PECAM-1 (CD31) Homophilic Interaction Up-Regulates {alpha}6ß1 on Transmigrated Neutrophils In Vivo and Plays a Functional Role in the Ability of {alpha}6 Integrins to Mediate Leukocyte Migration through the Perivascular Basement Membrane

John Dangerfield1, Karen Y. Larbi1, Miao-Tzu Huang1, Ann Dewar2 and Sussan Nourshargh1

1 Cardiovascular Medicine Unit, National Heart & Lung Institute, Faculty of Medicine, Imperial College, Hammersmith Hospital, London W12 ONN, United Kingdom
2 National Heart and Lung Institute, Electron Microscopy Unit, Imperial College, Royal Brompton Hospital, London SW3 6NP, United Kingdom

Address correspondence to Dr. Sussan Nourshargh, Cardiovascular Medicine Unit, National Heart and Lung Institute, Faculty of Medicine, Imperial College, Hammersmith Hospital, Du Cane Road, London W12 ONN, UK. Phone: 44-20-8383-1621; Fax: 44-20-8383-1640; E-mail: s.nourshargh{at}ic.ac.uk

Platelet-endothelial cell adhesion molecule (PECAM)-1 has been implicated in leukocyte migration through the perivascular basement membrane (PBM) though the mechanisms involved are unclear. The present results demonstrate that the ability of {alpha}6 integrins to mediate neutrophil migration through the PBM is PECAM-1 dependent, a response associated with PECAM-1–mediated increased expression of {alpha}6ß1 on transmigrating neutrophils in vivo. An anti-{alpha}6 integrins mAb (GoH3) inhibited (78%, P < 0.001) neutrophil migration through interleukin (IL)-1ß–stimulated cremasteric venules, primarily at the level of the PBM, as analyzed by intravital and electron microscopy. In PECAM-1–deficient mice (KO), a reduced level of neutrophil transmigration elicited by IL-1ß (4-h reaction) was observed in both the cremaster muscle (55% inhibition, P < 0.05) and in the peritoneum (57% inhibition, P < 0.01) but GoH3 had no additional inhibitory effect on these responses. FACS® analysis of neutrophils demonstrated increased expression of {alpha}6ß1 on transmigrated peritoneal neutrophils, as compared with blood neutrophils, in wild-type but not KO mice even though neutrophils from both strains of mice exhibited comparable levels of intracellular expression of {alpha}6 as observed by immunofluorescent staining and confocal microscopy.

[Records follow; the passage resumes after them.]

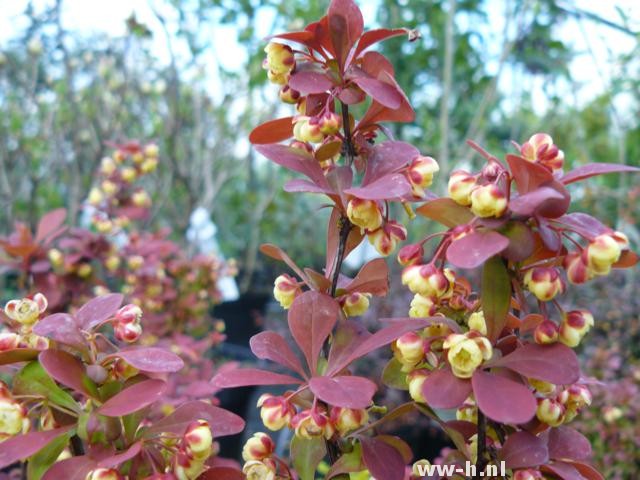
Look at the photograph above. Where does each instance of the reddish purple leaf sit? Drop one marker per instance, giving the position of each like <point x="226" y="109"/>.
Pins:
<point x="133" y="398"/>
<point x="532" y="201"/>
<point x="151" y="359"/>
<point x="555" y="363"/>
<point x="344" y="391"/>
<point x="388" y="157"/>
<point x="97" y="310"/>
<point x="476" y="248"/>
<point x="295" y="159"/>
<point x="377" y="340"/>
<point x="243" y="377"/>
<point x="381" y="92"/>
<point x="382" y="460"/>
<point x="272" y="346"/>
<point x="372" y="278"/>
<point x="311" y="319"/>
<point x="272" y="131"/>
<point x="372" y="37"/>
<point x="62" y="328"/>
<point x="446" y="211"/>
<point x="345" y="25"/>
<point x="502" y="399"/>
<point x="528" y="175"/>
<point x="307" y="82"/>
<point x="566" y="443"/>
<point x="593" y="169"/>
<point x="390" y="187"/>
<point x="442" y="389"/>
<point x="523" y="450"/>
<point x="18" y="355"/>
<point x="221" y="421"/>
<point x="23" y="446"/>
<point x="50" y="223"/>
<point x="66" y="369"/>
<point x="118" y="459"/>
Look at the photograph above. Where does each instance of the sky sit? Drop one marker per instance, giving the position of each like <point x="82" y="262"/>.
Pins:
<point x="597" y="45"/>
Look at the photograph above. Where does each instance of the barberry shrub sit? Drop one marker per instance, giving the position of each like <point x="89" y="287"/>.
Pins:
<point x="499" y="353"/>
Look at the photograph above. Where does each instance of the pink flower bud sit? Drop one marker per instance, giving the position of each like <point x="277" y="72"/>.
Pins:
<point x="258" y="447"/>
<point x="546" y="332"/>
<point x="386" y="239"/>
<point x="129" y="314"/>
<point x="544" y="282"/>
<point x="410" y="254"/>
<point x="550" y="411"/>
<point x="348" y="419"/>
<point x="460" y="186"/>
<point x="127" y="332"/>
<point x="576" y="267"/>
<point x="364" y="213"/>
<point x="355" y="304"/>
<point x="285" y="290"/>
<point x="104" y="474"/>
<point x="540" y="149"/>
<point x="420" y="174"/>
<point x="276" y="412"/>
<point x="312" y="423"/>
<point x="488" y="201"/>
<point x="575" y="326"/>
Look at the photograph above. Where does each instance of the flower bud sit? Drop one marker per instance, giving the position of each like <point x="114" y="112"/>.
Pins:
<point x="575" y="326"/>
<point x="409" y="348"/>
<point x="602" y="253"/>
<point x="461" y="184"/>
<point x="477" y="322"/>
<point x="540" y="149"/>
<point x="9" y="341"/>
<point x="129" y="314"/>
<point x="415" y="380"/>
<point x="312" y="423"/>
<point x="276" y="412"/>
<point x="422" y="306"/>
<point x="13" y="418"/>
<point x="198" y="440"/>
<point x="528" y="474"/>
<point x="330" y="123"/>
<point x="285" y="290"/>
<point x="306" y="129"/>
<point x="427" y="280"/>
<point x="364" y="213"/>
<point x="466" y="353"/>
<point x="258" y="447"/>
<point x="356" y="304"/>
<point x="280" y="58"/>
<point x="26" y="311"/>
<point x="257" y="470"/>
<point x="385" y="239"/>
<point x="550" y="411"/>
<point x="546" y="332"/>
<point x="410" y="254"/>
<point x="488" y="201"/>
<point x="420" y="174"/>
<point x="127" y="332"/>
<point x="104" y="474"/>
<point x="348" y="419"/>
<point x="577" y="269"/>
<point x="544" y="282"/>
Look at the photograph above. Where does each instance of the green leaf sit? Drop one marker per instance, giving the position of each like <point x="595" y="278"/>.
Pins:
<point x="306" y="455"/>
<point x="39" y="463"/>
<point x="495" y="296"/>
<point x="393" y="376"/>
<point x="33" y="380"/>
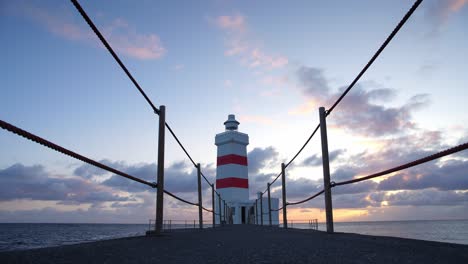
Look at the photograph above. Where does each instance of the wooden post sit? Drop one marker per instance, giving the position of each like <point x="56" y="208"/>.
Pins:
<point x="219" y="204"/>
<point x="224" y="207"/>
<point x="256" y="211"/>
<point x="326" y="170"/>
<point x="213" y="205"/>
<point x="261" y="208"/>
<point x="283" y="183"/>
<point x="269" y="205"/>
<point x="200" y="203"/>
<point x="160" y="189"/>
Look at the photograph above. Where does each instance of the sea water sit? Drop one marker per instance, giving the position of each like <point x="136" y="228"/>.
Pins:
<point x="450" y="231"/>
<point x="28" y="236"/>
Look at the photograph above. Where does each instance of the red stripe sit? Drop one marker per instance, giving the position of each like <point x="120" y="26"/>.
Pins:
<point x="232" y="159"/>
<point x="232" y="183"/>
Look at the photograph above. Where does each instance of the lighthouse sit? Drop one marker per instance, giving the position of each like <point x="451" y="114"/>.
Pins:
<point x="232" y="177"/>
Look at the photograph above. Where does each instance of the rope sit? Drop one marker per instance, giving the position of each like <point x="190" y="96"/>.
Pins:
<point x="208" y="210"/>
<point x="307" y="199"/>
<point x="407" y="165"/>
<point x="111" y="51"/>
<point x="382" y="47"/>
<point x="180" y="199"/>
<point x="117" y="59"/>
<point x="276" y="210"/>
<point x="276" y="178"/>
<point x="68" y="152"/>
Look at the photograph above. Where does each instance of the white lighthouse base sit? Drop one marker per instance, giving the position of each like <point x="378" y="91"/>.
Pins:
<point x="244" y="212"/>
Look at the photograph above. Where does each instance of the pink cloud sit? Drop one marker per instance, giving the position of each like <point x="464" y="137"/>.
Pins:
<point x="443" y="9"/>
<point x="257" y="119"/>
<point x="119" y="34"/>
<point x="239" y="44"/>
<point x="236" y="22"/>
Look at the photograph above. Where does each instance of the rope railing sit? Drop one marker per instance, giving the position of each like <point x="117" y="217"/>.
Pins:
<point x="406" y="165"/>
<point x="306" y="199"/>
<point x="356" y="79"/>
<point x="23" y="133"/>
<point x="112" y="52"/>
<point x="136" y="84"/>
<point x="377" y="53"/>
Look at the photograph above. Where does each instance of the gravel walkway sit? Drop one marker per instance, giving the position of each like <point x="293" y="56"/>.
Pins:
<point x="248" y="244"/>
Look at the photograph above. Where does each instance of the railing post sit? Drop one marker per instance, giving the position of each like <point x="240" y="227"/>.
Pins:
<point x="224" y="207"/>
<point x="269" y="205"/>
<point x="261" y="208"/>
<point x="200" y="203"/>
<point x="256" y="211"/>
<point x="213" y="205"/>
<point x="326" y="170"/>
<point x="219" y="211"/>
<point x="160" y="189"/>
<point x="283" y="182"/>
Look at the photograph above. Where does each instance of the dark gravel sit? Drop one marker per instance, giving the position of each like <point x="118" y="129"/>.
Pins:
<point x="248" y="244"/>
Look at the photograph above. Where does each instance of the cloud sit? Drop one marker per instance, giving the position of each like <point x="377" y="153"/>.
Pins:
<point x="238" y="43"/>
<point x="233" y="23"/>
<point x="179" y="177"/>
<point x="316" y="160"/>
<point x="178" y="67"/>
<point x="35" y="183"/>
<point x="256" y="119"/>
<point x="120" y="35"/>
<point x="440" y="10"/>
<point x="228" y="83"/>
<point x="452" y="175"/>
<point x="427" y="198"/>
<point x="313" y="82"/>
<point x="260" y="158"/>
<point x="360" y="112"/>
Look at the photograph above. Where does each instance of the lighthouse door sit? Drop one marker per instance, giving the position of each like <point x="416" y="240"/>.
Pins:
<point x="243" y="214"/>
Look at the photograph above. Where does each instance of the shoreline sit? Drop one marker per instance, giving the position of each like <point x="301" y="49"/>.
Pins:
<point x="247" y="244"/>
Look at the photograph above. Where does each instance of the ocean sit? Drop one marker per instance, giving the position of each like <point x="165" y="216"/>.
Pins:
<point x="28" y="236"/>
<point x="450" y="231"/>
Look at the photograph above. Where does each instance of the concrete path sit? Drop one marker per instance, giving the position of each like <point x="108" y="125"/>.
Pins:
<point x="248" y="244"/>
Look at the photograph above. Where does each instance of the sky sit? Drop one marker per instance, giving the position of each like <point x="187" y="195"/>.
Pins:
<point x="272" y="64"/>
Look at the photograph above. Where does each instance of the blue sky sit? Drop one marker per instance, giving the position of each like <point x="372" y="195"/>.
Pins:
<point x="270" y="63"/>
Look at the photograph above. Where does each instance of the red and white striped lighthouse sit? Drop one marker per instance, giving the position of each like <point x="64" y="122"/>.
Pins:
<point x="232" y="179"/>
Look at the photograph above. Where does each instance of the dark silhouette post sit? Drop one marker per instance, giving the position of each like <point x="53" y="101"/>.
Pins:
<point x="219" y="211"/>
<point x="225" y="211"/>
<point x="200" y="203"/>
<point x="269" y="205"/>
<point x="213" y="205"/>
<point x="283" y="182"/>
<point x="256" y="211"/>
<point x="261" y="208"/>
<point x="160" y="189"/>
<point x="326" y="170"/>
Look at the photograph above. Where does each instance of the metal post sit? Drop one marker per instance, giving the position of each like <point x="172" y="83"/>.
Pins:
<point x="326" y="170"/>
<point x="160" y="189"/>
<point x="213" y="204"/>
<point x="261" y="209"/>
<point x="200" y="203"/>
<point x="283" y="182"/>
<point x="269" y="205"/>
<point x="219" y="204"/>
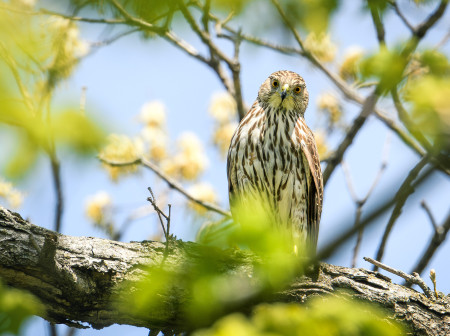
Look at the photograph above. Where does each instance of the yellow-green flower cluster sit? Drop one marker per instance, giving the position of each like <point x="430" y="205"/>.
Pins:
<point x="99" y="209"/>
<point x="67" y="48"/>
<point x="190" y="159"/>
<point x="11" y="195"/>
<point x="321" y="46"/>
<point x="321" y="143"/>
<point x="121" y="149"/>
<point x="154" y="134"/>
<point x="329" y="104"/>
<point x="223" y="109"/>
<point x="203" y="192"/>
<point x="349" y="66"/>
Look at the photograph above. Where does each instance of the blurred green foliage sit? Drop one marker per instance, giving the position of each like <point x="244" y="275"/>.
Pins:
<point x="312" y="15"/>
<point x="329" y="316"/>
<point x="36" y="54"/>
<point x="213" y="279"/>
<point x="15" y="308"/>
<point x="386" y="66"/>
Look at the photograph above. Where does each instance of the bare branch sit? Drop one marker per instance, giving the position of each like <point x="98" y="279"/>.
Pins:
<point x="427" y="209"/>
<point x="56" y="175"/>
<point x="357" y="124"/>
<point x="401" y="16"/>
<point x="380" y="209"/>
<point x="377" y="23"/>
<point x="438" y="238"/>
<point x="170" y="181"/>
<point x="405" y="190"/>
<point x="414" y="279"/>
<point x="360" y="202"/>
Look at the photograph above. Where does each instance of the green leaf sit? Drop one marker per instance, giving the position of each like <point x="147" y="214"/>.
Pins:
<point x="387" y="66"/>
<point x="437" y="63"/>
<point x="16" y="307"/>
<point x="329" y="316"/>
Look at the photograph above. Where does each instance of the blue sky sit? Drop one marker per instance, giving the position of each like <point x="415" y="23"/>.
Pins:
<point x="121" y="77"/>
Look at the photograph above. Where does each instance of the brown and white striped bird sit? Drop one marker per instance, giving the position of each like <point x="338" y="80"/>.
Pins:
<point x="273" y="159"/>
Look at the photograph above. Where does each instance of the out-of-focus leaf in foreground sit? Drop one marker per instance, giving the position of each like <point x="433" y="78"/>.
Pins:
<point x="210" y="281"/>
<point x="429" y="96"/>
<point x="386" y="67"/>
<point x="330" y="316"/>
<point x="36" y="53"/>
<point x="312" y="15"/>
<point x="15" y="308"/>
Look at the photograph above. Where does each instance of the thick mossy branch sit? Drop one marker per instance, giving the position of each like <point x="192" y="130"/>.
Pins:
<point x="76" y="279"/>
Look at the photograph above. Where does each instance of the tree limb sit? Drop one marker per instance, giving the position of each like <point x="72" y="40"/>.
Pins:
<point x="76" y="278"/>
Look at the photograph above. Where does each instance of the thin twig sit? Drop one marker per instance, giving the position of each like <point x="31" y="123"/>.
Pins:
<point x="377" y="23"/>
<point x="438" y="238"/>
<point x="360" y="202"/>
<point x="427" y="209"/>
<point x="414" y="278"/>
<point x="160" y="213"/>
<point x="57" y="183"/>
<point x="401" y="16"/>
<point x="405" y="190"/>
<point x="380" y="209"/>
<point x="423" y="28"/>
<point x="357" y="124"/>
<point x="170" y="181"/>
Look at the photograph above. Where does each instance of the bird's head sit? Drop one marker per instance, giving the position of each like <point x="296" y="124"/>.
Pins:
<point x="284" y="89"/>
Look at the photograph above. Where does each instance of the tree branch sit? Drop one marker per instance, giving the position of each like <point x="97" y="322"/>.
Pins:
<point x="170" y="181"/>
<point x="357" y="124"/>
<point x="77" y="279"/>
<point x="405" y="190"/>
<point x="414" y="279"/>
<point x="438" y="238"/>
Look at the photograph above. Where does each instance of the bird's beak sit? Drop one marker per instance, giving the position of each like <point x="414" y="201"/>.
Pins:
<point x="284" y="91"/>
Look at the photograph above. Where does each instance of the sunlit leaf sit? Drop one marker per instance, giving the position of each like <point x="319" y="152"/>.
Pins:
<point x="77" y="131"/>
<point x="431" y="111"/>
<point x="312" y="15"/>
<point x="16" y="307"/>
<point x="436" y="62"/>
<point x="386" y="66"/>
<point x="329" y="316"/>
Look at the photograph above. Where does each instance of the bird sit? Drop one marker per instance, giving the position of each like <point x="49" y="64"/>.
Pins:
<point x="273" y="160"/>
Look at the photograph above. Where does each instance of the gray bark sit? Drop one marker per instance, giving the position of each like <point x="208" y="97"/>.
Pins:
<point x="77" y="277"/>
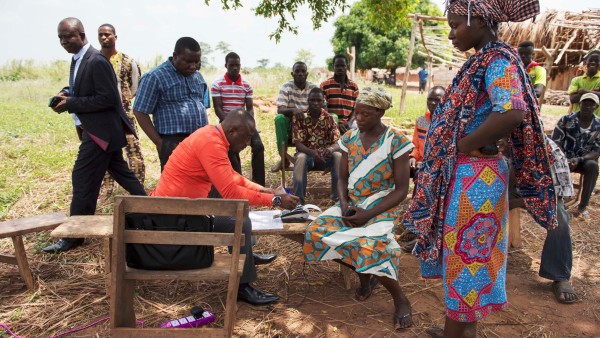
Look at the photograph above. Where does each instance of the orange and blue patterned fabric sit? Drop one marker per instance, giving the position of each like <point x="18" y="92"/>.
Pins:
<point x="371" y="248"/>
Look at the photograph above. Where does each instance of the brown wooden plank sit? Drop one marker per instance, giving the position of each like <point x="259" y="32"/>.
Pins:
<point x="288" y="228"/>
<point x="168" y="333"/>
<point x="121" y="300"/>
<point x="218" y="271"/>
<point x="22" y="226"/>
<point x="8" y="259"/>
<point x="183" y="206"/>
<point x="22" y="263"/>
<point x="94" y="226"/>
<point x="178" y="237"/>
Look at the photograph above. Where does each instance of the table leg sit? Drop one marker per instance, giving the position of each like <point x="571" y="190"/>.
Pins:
<point x="107" y="266"/>
<point x="22" y="263"/>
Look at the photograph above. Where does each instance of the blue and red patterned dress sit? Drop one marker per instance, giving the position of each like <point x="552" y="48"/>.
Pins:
<point x="459" y="207"/>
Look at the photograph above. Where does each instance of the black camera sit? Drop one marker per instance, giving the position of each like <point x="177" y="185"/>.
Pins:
<point x="53" y="102"/>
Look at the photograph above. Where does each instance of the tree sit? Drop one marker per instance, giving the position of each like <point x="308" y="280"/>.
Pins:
<point x="262" y="63"/>
<point x="304" y="55"/>
<point x="383" y="13"/>
<point x="381" y="42"/>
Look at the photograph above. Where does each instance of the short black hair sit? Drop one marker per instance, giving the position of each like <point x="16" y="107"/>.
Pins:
<point x="231" y="55"/>
<point x="297" y="63"/>
<point x="339" y="56"/>
<point x="526" y="44"/>
<point x="109" y="26"/>
<point x="186" y="43"/>
<point x="434" y="88"/>
<point x="316" y="90"/>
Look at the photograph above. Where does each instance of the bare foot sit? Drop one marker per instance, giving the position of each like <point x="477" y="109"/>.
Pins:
<point x="403" y="316"/>
<point x="363" y="293"/>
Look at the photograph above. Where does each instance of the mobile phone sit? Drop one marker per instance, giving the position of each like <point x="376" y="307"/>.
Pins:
<point x="53" y="102"/>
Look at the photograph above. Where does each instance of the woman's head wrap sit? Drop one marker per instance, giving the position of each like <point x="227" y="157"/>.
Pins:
<point x="495" y="11"/>
<point x="375" y="97"/>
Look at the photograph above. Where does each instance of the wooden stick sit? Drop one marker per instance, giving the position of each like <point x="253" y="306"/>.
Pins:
<point x="283" y="152"/>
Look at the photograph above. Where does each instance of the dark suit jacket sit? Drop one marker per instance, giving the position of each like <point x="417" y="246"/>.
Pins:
<point x="97" y="103"/>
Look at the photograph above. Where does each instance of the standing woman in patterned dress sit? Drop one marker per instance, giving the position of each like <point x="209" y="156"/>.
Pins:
<point x="459" y="209"/>
<point x="358" y="232"/>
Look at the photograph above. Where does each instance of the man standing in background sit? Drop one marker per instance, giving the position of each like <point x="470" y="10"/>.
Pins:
<point x="231" y="92"/>
<point x="128" y="76"/>
<point x="174" y="93"/>
<point x="537" y="73"/>
<point x="94" y="98"/>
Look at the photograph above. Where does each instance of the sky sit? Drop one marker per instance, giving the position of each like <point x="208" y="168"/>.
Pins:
<point x="150" y="28"/>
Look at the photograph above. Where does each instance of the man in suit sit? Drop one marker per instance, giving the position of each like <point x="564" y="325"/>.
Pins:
<point x="94" y="98"/>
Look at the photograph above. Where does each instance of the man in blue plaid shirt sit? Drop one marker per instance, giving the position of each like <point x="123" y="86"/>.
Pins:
<point x="176" y="94"/>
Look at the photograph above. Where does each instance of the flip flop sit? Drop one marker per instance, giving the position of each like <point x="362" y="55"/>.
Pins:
<point x="360" y="293"/>
<point x="564" y="287"/>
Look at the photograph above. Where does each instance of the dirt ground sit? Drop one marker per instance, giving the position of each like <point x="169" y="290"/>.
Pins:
<point x="70" y="293"/>
<point x="314" y="303"/>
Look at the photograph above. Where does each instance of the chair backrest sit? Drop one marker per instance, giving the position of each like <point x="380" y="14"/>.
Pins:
<point x="123" y="278"/>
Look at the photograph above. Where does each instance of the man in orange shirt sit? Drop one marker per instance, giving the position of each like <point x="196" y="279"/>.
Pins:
<point x="434" y="97"/>
<point x="201" y="161"/>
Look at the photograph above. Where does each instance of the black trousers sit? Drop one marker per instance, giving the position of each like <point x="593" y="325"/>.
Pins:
<point x="258" y="160"/>
<point x="589" y="169"/>
<point x="91" y="164"/>
<point x="170" y="142"/>
<point x="227" y="224"/>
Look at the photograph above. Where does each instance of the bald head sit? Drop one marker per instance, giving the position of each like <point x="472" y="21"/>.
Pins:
<point x="71" y="35"/>
<point x="238" y="126"/>
<point x="434" y="97"/>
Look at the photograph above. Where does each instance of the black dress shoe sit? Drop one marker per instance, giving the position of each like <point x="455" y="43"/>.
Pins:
<point x="254" y="296"/>
<point x="63" y="244"/>
<point x="263" y="259"/>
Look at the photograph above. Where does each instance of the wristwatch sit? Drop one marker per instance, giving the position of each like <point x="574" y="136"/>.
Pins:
<point x="276" y="201"/>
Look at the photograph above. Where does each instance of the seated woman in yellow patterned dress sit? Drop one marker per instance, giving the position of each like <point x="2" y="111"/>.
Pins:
<point x="358" y="232"/>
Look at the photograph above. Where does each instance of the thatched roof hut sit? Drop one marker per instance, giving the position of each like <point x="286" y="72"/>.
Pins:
<point x="561" y="39"/>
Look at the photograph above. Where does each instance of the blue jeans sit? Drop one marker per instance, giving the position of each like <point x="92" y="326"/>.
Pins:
<point x="304" y="163"/>
<point x="557" y="254"/>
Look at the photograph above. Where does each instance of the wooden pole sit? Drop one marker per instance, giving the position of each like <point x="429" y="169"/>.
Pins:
<point x="407" y="69"/>
<point x="352" y="55"/>
<point x="283" y="166"/>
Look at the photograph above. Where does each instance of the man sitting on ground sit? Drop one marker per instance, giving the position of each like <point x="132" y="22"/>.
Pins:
<point x="292" y="101"/>
<point x="201" y="161"/>
<point x="588" y="82"/>
<point x="340" y="93"/>
<point x="578" y="135"/>
<point x="315" y="138"/>
<point x="434" y="97"/>
<point x="537" y="73"/>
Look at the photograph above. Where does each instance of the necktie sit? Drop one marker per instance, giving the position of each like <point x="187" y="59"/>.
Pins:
<point x="72" y="74"/>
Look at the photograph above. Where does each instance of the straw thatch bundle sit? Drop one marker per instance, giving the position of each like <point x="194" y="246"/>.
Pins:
<point x="567" y="36"/>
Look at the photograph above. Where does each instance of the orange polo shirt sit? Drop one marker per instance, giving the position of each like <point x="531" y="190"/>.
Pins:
<point x="419" y="134"/>
<point x="201" y="161"/>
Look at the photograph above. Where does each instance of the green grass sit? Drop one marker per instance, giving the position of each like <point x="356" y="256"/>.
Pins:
<point x="38" y="147"/>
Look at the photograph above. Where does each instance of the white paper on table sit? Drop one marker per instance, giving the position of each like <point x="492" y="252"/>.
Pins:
<point x="263" y="220"/>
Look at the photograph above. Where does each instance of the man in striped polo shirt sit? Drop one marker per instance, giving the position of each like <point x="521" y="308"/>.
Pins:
<point x="340" y="93"/>
<point x="232" y="92"/>
<point x="292" y="101"/>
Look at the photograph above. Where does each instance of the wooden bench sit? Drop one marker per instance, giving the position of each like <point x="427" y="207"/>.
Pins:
<point x="101" y="226"/>
<point x="16" y="228"/>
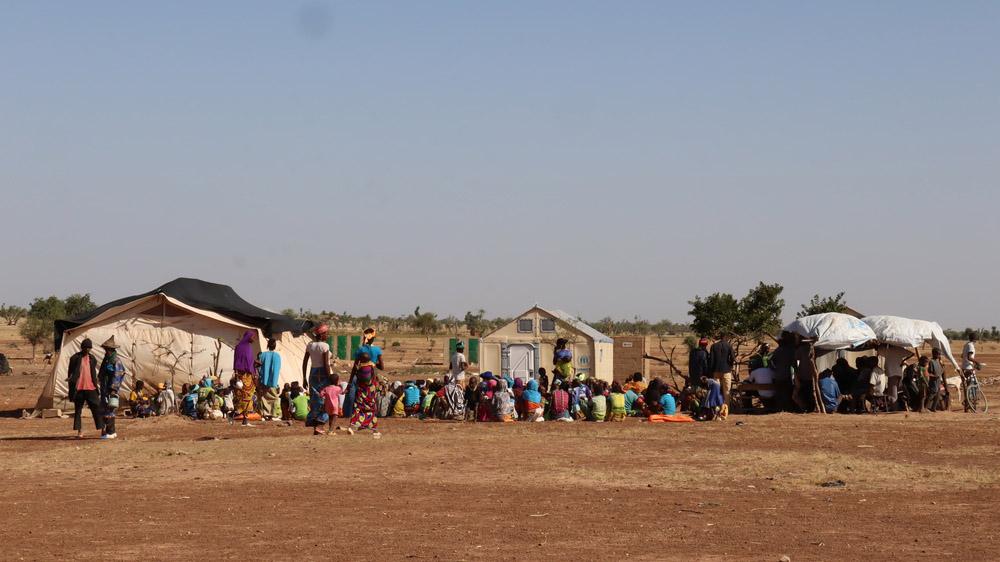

Furthermore, mice deficient in either leukocyte or endothelial cell PECAM-1, as developed by bone marrow transplantation, demonstrated a similar level of reduced neutrophil transmigration and expression of {alpha}6ß1 on transmigrated neutrophils as that detected in KO mice.

The results demonstrate a role for PECAM-1 homophilic interaction in neutrophil transmigration and increased expression of {alpha}6ß1 on the cell surface of transmigrated neutrophils in vivo, a response that could contribute to the mechanism of PECAM-1–mediated neutrophil migration through the PBM.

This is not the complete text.